The BEA attributes the first quarter decline in GDP to temporary factors and most economists predict a second quarter resumption in economic activity.

“In the first quarter, an increase in COVID-19 cases related to the Omicron variant resulted in continued restrictions and disruptions in the operations of establishments in some parts of the country,” said the BEA. “Government assistance payments in the form of forgivable loans to businesses, grants to state and local governments, and social benefits to households all decreased as provisions of several federal programs expired or tapered off.”.

In fact, the non-partisan Congressional Budget Office (CBO) that ‘scores’ current legislation for its effect on economic activity said U.S. economic growth will exceed 3 percent in 2022, while “roaring inflation has topped and will cool each month to around 2 percent by some point in 2024,” according to a government forecast published Wednesday.

The CBO estimated that real gross domestic product, or GDP, will be driven by consumer spending and demand for services, according to the report. It revised its estimates for GDP growth in 2023 and 2024 upward to 2.2 percent and 1.5 percent, respectively.

“In CBO’s projections, the current economic expansion continues, and economic output grows rapidly over the next year,” the CBO said in its report. “To fulfill the elevated demand for goods and services, businesses increase both investment and hiring, although supply disruptions hinder that growth in 2022.”

One reason the CBO has become more optimistic about stronger growth—the shrinking budget deficit from increased activity.

The U.S. budget deficit will shrink dramatically to $1.036 trillion for fiscal 2022 from $2.775 trillion last year as a strong recovery prompts a surge in revenues and lower outlays, but slowing growth will start to reverse the trend due to higher inflation and rising interest rates, the Congressional Budget Office said.

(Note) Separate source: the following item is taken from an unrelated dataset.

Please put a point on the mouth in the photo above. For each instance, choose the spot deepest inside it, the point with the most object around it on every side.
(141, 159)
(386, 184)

U.S. corporations are making record profits as a percentage of GDP—in fact, the highest profits since World War Two, per the St Louis FRED historical graph from 1950 that I discussed in my last blog. During the pandemic it dropped briefly to 8 percent of GDP, but quickly rose to its current 11.2 percent, the best on record.

And consumers are still shopping as if there’s no tomorrow that make up some 70 percent of economic activity. So once again, why should investors be held hostage by shorter-term, quarterly projections that only become valid over the longer term, anyway?